Experiencing Northern Ireland in two days

07 Jul 2017
Zoneziwoh Mbondgulo-Wondieh Social Media Ambassador

Thursday, June 22 to Friday, June 23, 2017

Think of Northern Ireland, and Guinness, food, castles, the Giant’s Causeway, and the Titanic immediately come to mind. But beyond all that, Belfast also has memories of decades of civil war between the Protestants (unionists) and the Catholics (nationalists).

Over fifty Chevening Scholars explored the rich cultural and political history of Northern Ireland. The event was marked with a series of visits, beginning with the exquisite Parliament Buildings (also known as Stormont), designed and constructed around the 1930s.

Thereafter, scholars visited the Queens University Museum, which was immediately followed by a presentation from two eminent professors of history and Northern Irish politics, who talked about issues related to identity politics, the Northern Ireland conflict, community stability, and nationalism. The discussion enabled scholars to understand the dynamics of Northern Ireland’s politics and how as a society, it continues to manage these differences and diversities.

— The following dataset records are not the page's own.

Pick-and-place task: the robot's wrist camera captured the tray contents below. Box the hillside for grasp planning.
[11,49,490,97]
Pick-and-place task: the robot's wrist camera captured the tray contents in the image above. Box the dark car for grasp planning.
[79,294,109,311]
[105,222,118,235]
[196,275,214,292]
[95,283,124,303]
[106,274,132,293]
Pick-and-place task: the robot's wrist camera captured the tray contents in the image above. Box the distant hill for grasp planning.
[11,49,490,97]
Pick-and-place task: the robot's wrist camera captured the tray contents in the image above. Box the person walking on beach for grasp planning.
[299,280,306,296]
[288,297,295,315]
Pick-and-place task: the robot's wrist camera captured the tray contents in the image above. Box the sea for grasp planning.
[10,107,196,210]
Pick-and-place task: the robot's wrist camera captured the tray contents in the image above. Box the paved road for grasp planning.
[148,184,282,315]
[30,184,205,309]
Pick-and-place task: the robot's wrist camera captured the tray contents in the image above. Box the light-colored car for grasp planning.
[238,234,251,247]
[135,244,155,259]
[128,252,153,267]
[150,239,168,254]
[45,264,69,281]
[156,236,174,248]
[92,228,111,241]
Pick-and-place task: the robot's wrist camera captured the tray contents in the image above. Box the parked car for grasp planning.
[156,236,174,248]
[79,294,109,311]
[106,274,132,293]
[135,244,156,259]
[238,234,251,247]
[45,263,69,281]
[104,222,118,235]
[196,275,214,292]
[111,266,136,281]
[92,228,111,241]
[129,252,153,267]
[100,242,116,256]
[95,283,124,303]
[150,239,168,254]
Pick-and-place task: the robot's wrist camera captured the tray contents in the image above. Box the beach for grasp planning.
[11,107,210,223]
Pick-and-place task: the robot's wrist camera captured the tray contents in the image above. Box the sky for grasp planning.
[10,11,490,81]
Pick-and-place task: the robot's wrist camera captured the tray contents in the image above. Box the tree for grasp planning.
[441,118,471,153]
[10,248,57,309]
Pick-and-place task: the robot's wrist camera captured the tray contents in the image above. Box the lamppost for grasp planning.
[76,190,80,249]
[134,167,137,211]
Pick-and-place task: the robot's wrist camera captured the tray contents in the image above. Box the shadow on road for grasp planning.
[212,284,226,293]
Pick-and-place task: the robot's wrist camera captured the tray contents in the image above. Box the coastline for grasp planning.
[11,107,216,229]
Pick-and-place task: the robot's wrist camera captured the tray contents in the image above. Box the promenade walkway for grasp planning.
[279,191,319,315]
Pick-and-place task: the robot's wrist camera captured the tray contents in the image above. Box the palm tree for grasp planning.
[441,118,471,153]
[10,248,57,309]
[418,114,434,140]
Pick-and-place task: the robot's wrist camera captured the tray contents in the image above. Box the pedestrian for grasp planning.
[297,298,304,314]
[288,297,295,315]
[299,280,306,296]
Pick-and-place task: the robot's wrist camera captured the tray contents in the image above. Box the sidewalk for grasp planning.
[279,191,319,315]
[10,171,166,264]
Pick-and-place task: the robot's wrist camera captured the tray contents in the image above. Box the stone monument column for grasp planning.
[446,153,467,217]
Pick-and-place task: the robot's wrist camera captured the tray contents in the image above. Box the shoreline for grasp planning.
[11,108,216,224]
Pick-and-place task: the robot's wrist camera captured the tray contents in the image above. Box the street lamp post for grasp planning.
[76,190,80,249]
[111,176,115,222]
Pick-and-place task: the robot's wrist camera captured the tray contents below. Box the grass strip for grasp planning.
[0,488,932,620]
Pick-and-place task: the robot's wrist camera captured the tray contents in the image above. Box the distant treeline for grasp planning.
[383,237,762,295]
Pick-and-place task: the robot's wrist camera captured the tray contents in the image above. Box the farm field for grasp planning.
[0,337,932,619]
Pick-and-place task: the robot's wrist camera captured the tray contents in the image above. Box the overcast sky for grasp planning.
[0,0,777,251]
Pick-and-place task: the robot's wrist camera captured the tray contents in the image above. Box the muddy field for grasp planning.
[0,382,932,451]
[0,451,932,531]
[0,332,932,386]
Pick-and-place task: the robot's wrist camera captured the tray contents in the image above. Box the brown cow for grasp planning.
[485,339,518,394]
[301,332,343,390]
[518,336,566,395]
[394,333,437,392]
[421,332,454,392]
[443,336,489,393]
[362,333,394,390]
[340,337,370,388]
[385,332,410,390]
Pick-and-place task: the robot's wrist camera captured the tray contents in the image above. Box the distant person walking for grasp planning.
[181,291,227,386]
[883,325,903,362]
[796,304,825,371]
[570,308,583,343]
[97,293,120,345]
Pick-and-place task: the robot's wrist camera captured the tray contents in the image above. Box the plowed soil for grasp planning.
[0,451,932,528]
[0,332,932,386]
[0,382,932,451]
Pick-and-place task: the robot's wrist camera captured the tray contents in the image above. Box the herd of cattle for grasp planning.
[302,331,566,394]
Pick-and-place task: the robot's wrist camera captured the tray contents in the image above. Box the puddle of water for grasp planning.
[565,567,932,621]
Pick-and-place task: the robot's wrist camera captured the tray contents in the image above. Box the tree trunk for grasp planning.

Dr Dominic Bryan from the School of History, Anthropology, Philosophy, and Politics said: ‘We survive because we work in a social group. And in that sense of being a social group, we also divide’.

It is definitely impossible for anyone to understand and explore a history as deep and rich as that of Northern Ireland in a few hours. The second day of the tour was therefore marked with hours of walks across the beautiful city of Belfast.

Understanding the troubles and historical struggles with a walk around the wall

Tours were made to different historical sites across the city, including the peace walls, experiencing and listening to those who lived the realities first-hand.

According to Nqobani, a Zimbabwean scholar studying at Swansea City University, the experience was insightful and educating, especially on how people build community stability and what these look like in practice.

To Mary Ogar, a scholar on placement at the University of Sussex studying an MA in Gender and Development, ‘the experience was fantastic’.

We ended our two days tour with a walk along the Giant’s Causeway, one of the United Kingdom’s greatest heritage sites, made up of beautiful natural landscapes, volcanic features, rocks, and the beautiful ocean.